We must be certain that the preaching of Scripture is a proper exposition of the text rather than an emotional twisting of Scripture to fit a specific doctrinal interpretation. This is true of the congregation who receives the preaching and the preacher who proclaims the truths from the pages of God’s word.
Prayer and Election
If God chooses whom he will and saves his people that he chose before the foundation of the world, why should we pray? You will hear that question directed at people who embrace the doctrine of sovereign grace. However, if we’re honest, that question must be directed at all of us equally. For, both the Calvinist and the Arminian pray for God to save sinners on a regular basis. If the Arminian believes that it’s merely a choice of man, why pray and ask God to save the sinner?
Prayer is essential to the Christian life, not because we need to change God, but because we need God to change us.
Prayer is not designed to change God’s mind. Our God is an unchanging God who is all wise, eternal, sovereign, and immutable. God does not shift and change with the culture nor does he need to be taught anything. Consider Paul’s words to the church at Rome in Romans 11:33-35:
Oh, the depth of the riches and wisdom and knowledge of God! How unsearchable are his judgments and how inscrutable his ways! “For who has known the mind of the Lord, or who has been his counselor?” “Or who has given a gift to him that he might be repaid?”

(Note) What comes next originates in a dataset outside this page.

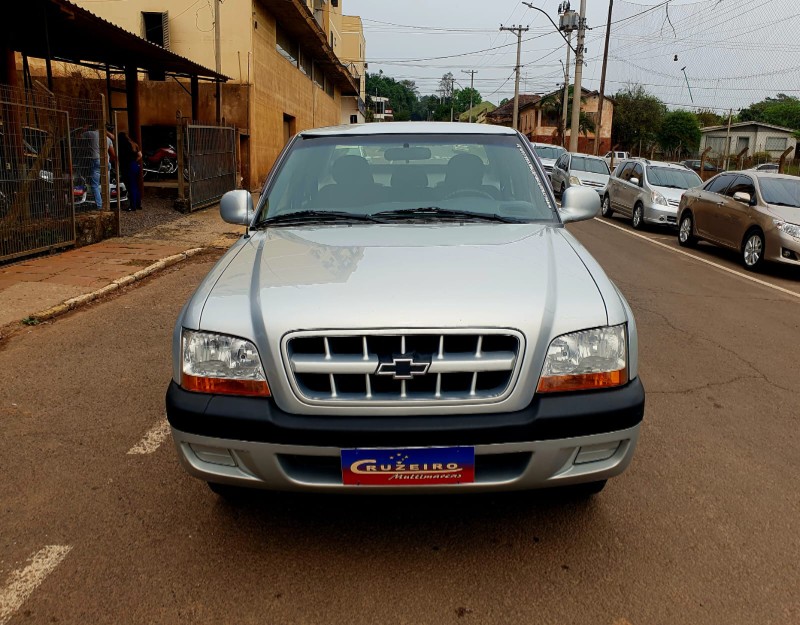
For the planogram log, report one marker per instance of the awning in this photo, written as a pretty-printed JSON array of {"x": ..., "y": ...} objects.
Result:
[{"x": 66, "y": 32}]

In this text, he is quoting from Isaiah and Job. The point Paul emphasizes is that God doesn’t need our assistance. He is all wise, all knowing, and never changing. Yet, we find that Jesus spends time teaching and instructing his disciples on how to pray (Matt. 6:9-13). Prayer is essential to the Christian life, not because we need to change God, but because we need God to change us.
Loss of Control
Many people disapprove of the doctrine of election because they feel that by embracing God’s sovereignty in grace, they somehow lose control. The more we read and study the Bible, the more we come to the knowledge of how small, weak, and powerless we are in comparison to God. In fact, the more we read the more we see how little control we have over all things—including salvation.
How many of us chose what year we would be born? What about our family, how many of us chose our parents? What about our ethnicity, (which happens to be a popular subject these days) how many of us chose the percentage of melanin we would have? What about geographic location of our birth, how many of us chose where we would be born? It’s clear that we are not in the driver’s seat of life and eternity. God is God and he does what he wants, when he wants, and how he wants—for his glory.

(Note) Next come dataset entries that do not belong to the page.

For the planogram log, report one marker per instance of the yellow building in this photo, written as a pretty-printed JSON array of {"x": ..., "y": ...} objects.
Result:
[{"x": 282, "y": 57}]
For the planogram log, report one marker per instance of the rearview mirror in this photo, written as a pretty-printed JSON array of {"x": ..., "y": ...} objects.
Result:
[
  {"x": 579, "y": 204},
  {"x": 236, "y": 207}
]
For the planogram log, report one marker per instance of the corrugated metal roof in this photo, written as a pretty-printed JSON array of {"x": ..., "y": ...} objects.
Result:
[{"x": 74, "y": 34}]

God has revealed to us in the pages of Scripture the doctrine of election in order to shape our spiritual formation and impact how we approach God in worship.

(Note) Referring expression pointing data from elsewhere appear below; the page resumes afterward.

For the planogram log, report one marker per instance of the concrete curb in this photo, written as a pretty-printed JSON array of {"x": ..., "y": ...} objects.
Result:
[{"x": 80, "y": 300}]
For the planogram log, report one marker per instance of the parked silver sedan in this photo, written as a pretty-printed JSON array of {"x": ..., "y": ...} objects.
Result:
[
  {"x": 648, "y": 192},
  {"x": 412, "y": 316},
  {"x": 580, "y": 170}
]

This is likewise true regarding salvation. When rightly understood, election brings us to a state of humility and prevents any boasting in the Lord. God has not revealed to us his mystery of election so that we would debate it. God has revealed to us in the pages of Scripture the doctrine of election in order to shape our spiritual formation and impact how we approach God in worship.
Romans 9:16 – So then it depends not on human will or exertion, but on God, who has mercy.